At the time, the Police Review described her action as 'the bravest political stand taken publicly by an individual officer since the Stalker inquiry', but that cut no ice with the police authority.

Brian Hilliard, editor of the Review, said: 'All along, George Bundred and David Henshaw, the authority's clerk, said the disciplinary action was not related to Alison Halford's decision to go to a tribunal with her sex discrimination action. They must be the only two people in the world who believe that.

'I believe the whole affair has been dirty. But the dirtiest thing the police authority did was to reopen the disciplinary case.'

Others have argued that legal tactics that appeared to be aimed at delaying the discrimination hearing were unfair and piled the pressure on Miss Halford. The authority lost an application to adjourn the hearing until after the disciplinary procedure had been completed. Subsequently, in January 1992, it was told by the High Court that it had acted ultra vires (outside its powers) in reopening the disciplinary action after approving the initial reprimand.

Undeterred, the authority suspended Miss Halford again and initiated fresh disciplinary procedures.

The announcement of a new disciplinary action resulted in Miss Halford making angry late night telephone calls to Mr Sharples Mr Bundred, Harry Rimmer, the deputy chairman; and an assistant chief constable - who invoked yet more disciplinary procedures.

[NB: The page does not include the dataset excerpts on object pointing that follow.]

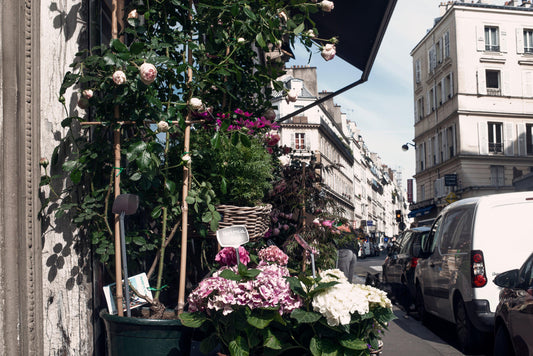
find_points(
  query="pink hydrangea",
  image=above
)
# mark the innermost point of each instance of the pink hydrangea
(268, 289)
(228, 257)
(273, 254)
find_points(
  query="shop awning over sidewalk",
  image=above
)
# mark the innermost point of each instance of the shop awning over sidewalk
(360, 27)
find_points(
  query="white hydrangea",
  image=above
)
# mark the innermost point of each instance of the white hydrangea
(338, 303)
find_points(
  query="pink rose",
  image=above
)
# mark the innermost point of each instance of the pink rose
(148, 73)
(88, 93)
(119, 77)
(326, 5)
(328, 52)
(292, 95)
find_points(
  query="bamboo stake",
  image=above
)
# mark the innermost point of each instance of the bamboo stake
(185, 189)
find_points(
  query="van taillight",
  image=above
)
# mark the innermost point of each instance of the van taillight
(479, 278)
(414, 262)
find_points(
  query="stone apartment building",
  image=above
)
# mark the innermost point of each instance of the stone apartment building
(473, 99)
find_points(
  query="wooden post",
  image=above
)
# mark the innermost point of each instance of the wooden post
(185, 190)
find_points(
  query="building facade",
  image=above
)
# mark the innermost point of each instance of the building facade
(367, 190)
(473, 100)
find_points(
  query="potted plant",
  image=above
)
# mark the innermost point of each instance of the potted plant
(264, 310)
(134, 106)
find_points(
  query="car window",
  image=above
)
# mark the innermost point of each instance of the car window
(525, 277)
(456, 231)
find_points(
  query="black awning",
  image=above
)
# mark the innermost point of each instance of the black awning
(360, 26)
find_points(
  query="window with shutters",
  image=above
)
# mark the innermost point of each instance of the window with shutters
(495, 137)
(492, 82)
(492, 41)
(528, 41)
(529, 138)
(497, 176)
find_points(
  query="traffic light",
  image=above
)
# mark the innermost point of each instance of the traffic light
(399, 216)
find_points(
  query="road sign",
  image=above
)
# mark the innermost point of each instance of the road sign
(451, 197)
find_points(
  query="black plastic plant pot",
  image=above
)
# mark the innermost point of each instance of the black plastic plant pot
(153, 337)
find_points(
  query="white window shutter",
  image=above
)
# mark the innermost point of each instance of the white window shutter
(522, 149)
(508, 134)
(527, 84)
(451, 84)
(483, 142)
(503, 40)
(520, 40)
(481, 82)
(480, 37)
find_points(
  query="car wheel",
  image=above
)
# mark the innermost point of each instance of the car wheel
(502, 342)
(467, 335)
(419, 305)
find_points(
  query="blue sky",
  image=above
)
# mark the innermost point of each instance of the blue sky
(382, 107)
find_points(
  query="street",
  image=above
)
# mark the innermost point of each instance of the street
(407, 335)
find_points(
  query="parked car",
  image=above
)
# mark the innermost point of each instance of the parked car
(514, 314)
(471, 241)
(399, 266)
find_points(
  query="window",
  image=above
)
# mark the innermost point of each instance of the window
(529, 138)
(492, 42)
(497, 177)
(492, 81)
(417, 71)
(299, 141)
(495, 137)
(528, 41)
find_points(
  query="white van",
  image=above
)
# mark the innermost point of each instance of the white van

Her frustration may have been fuelled because she hit the 'glass ceiling' - the promotion dead end - even though she played by the rules of a force where hard drinking and hard living appeared to be a requirement of the job.

Miss Halford is known as a drinker but, according to Mr Hilliard and Lady Simey, the authority chairman from 1981 to 1986, it did not appear to affect the performance of her duties. Lady Simey told the tribunal two weeks ago: 'My recollection is that there was gossip that one of the reasons she wasn't interviewed (for posts advertised in 1988) was that she was said to drink too heavily.' But Lady Simey, who saw Miss Halford at numerous social occasions, added: 'It never once occurred to me that she drank, let alone drank heavily.'

There does, indeed, seem to be evidence of a drinking culture within the senior ranks of the Merseyside force, and evidence that Miss Halford was a part of it. One profile of her was at pains to point out that she drank her beer in pints to make other officers feel comfortable.

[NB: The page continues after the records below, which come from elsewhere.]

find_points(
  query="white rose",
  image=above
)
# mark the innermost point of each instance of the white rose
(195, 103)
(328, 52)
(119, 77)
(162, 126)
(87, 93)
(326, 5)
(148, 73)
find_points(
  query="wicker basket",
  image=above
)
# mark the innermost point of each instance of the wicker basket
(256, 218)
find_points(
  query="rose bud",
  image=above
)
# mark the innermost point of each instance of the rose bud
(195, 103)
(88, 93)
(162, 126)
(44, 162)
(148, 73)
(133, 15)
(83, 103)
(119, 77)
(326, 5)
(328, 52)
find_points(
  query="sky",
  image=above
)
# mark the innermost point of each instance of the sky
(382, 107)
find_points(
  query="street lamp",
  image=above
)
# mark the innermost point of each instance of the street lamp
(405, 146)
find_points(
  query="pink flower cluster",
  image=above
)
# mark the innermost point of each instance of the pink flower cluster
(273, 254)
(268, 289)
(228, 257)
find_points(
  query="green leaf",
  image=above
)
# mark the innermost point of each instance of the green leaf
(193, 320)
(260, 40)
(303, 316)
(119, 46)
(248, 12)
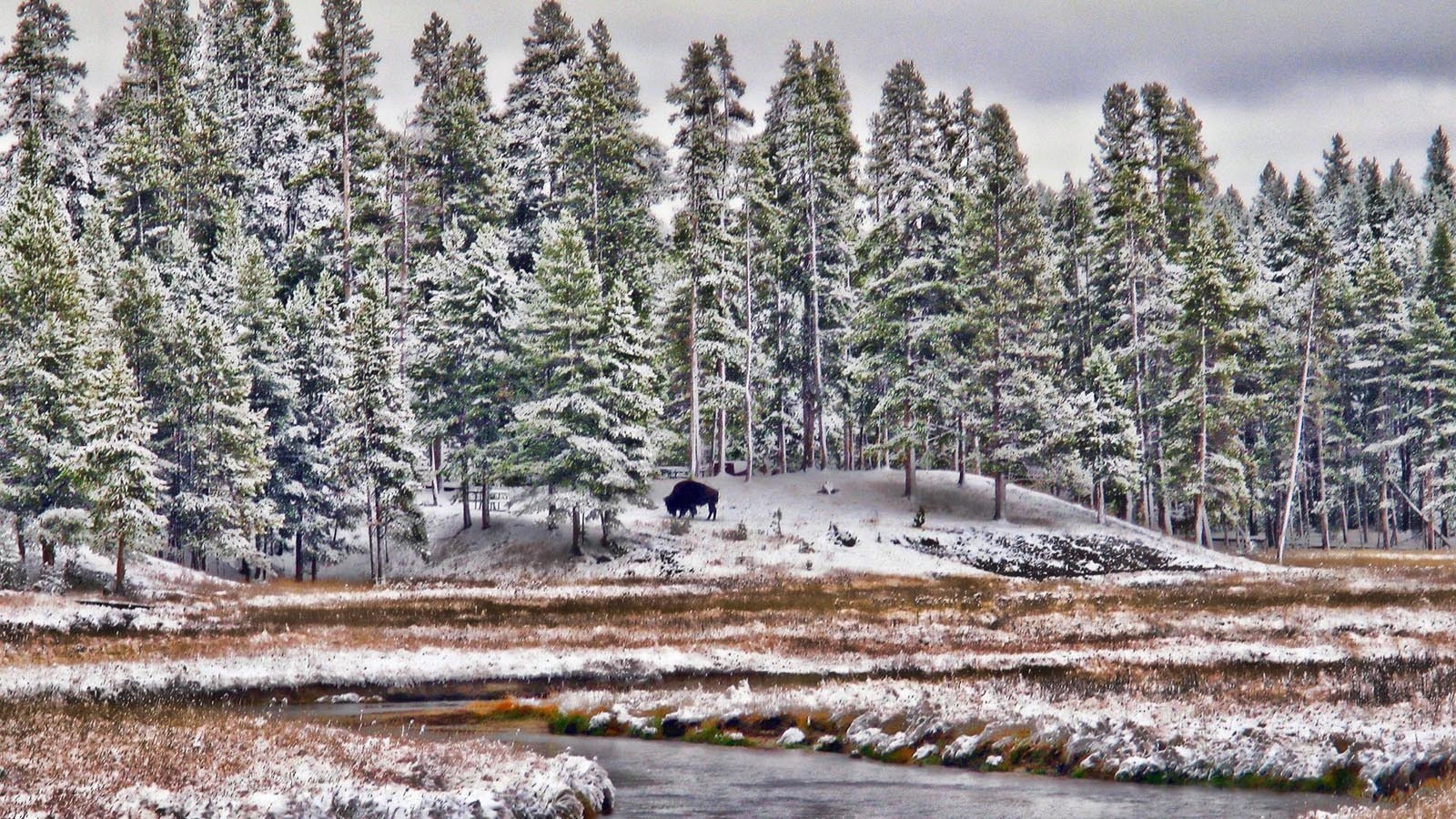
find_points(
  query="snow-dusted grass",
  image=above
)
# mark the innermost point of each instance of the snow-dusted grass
(786, 526)
(104, 761)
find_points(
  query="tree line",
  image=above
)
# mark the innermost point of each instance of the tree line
(242, 317)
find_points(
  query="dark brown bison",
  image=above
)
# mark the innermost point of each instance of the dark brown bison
(688, 496)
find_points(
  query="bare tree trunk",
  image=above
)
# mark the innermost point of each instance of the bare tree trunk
(465, 500)
(747, 359)
(346, 157)
(1321, 515)
(1299, 414)
(960, 450)
(693, 409)
(121, 562)
(485, 503)
(436, 479)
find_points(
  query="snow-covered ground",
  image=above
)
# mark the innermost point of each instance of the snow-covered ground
(786, 525)
(149, 763)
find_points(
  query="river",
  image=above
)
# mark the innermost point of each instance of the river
(679, 778)
(676, 778)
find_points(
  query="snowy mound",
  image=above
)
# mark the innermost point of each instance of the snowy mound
(785, 523)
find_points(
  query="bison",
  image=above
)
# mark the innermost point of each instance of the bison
(688, 496)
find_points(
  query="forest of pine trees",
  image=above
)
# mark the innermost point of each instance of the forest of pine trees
(242, 318)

At the tribunal hearing, Miss Halford recalled once having to help Sir Kenneth Oxford, former chief constable of Merseyside, back to his office at 3am after a drinking session. In her diary, which, to her despair, was used at the hearing, she recorded an 'enormous VIP booze-up' and an occasion when she gave a bottle of Campari 'a belting'.

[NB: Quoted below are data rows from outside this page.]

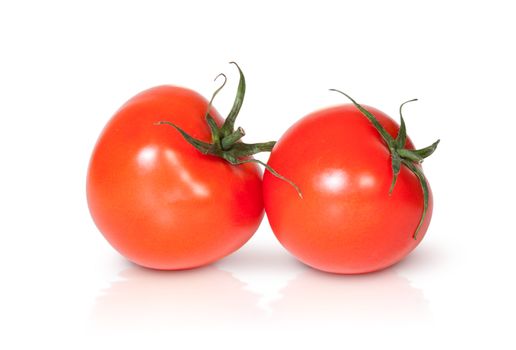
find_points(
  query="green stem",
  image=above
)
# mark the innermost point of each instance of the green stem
(231, 139)
(401, 155)
(226, 141)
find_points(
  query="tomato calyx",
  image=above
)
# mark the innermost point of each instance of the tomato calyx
(401, 155)
(226, 142)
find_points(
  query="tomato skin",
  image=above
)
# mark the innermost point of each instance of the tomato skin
(156, 199)
(346, 222)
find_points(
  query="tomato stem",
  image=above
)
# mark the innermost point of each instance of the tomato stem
(401, 155)
(226, 141)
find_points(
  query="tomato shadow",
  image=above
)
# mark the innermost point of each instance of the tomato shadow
(381, 298)
(142, 299)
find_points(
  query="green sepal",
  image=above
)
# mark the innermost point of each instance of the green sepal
(396, 166)
(401, 155)
(427, 151)
(424, 187)
(409, 154)
(214, 128)
(385, 135)
(401, 139)
(229, 123)
(203, 147)
(274, 172)
(226, 141)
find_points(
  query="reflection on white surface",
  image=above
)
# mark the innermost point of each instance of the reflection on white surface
(273, 292)
(143, 299)
(333, 180)
(377, 298)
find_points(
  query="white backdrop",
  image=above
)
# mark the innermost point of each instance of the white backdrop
(65, 67)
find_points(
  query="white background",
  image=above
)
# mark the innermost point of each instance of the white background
(65, 67)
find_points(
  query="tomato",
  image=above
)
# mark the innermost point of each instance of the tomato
(346, 221)
(159, 201)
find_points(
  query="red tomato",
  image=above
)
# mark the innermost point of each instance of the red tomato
(346, 221)
(160, 202)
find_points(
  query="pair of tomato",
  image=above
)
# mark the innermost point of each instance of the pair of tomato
(188, 193)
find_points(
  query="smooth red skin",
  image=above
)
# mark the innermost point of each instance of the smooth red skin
(160, 202)
(346, 222)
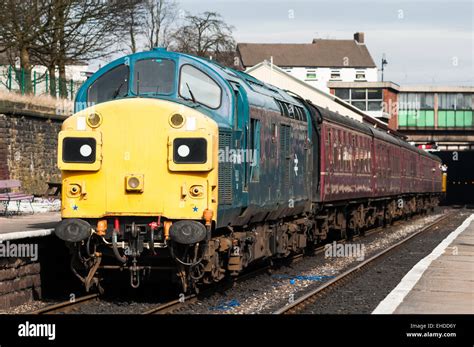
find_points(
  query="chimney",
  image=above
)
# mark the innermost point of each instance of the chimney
(359, 37)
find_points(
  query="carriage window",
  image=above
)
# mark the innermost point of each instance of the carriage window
(111, 85)
(154, 76)
(196, 85)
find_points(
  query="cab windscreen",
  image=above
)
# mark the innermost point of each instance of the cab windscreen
(79, 150)
(190, 151)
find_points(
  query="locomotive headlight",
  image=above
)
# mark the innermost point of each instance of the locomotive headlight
(176, 120)
(94, 120)
(183, 151)
(79, 150)
(134, 183)
(191, 150)
(196, 191)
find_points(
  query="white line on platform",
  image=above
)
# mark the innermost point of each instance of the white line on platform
(25, 234)
(398, 294)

Mr Hilliard said: 'I know of no other force where drinking among such senior ranks seems to have been so prevalent. I have spoken to many officers in Merseyside and they say Alison Halford was a heavy drinker, but that she could take it. She could drink other officers off their chairs and then walk away, unaffected, apparently sober.

'More importantly, I understand she was a damned good officer. The consensus is that she could knock the spots off the other ACCs (assistant chief constables).'

There is evidence that she was far from perfect. Besides her drinking, she may have been difficult to work with. She admitted criticising Ernest Miller, a fellow ACC, at a function and calling him 'a prat', although she denied another claim that she once got drunk at an official dinner and called Sir Kenneth 'a bastard'.

And, at the hearing, she admitted hacking into Mr Sharples's word processor to find a reference he had given when she applied for a deputy chief constable's post in the Thames Valley force in 1989.

But the disciplinary matters and the allegations of sexual discrimination must be looked at separately. If, as Brian Hilliard has learned, she was a first-class officer, the fact that she was overlooked nine times is disturbing and embarrassing to all police forces.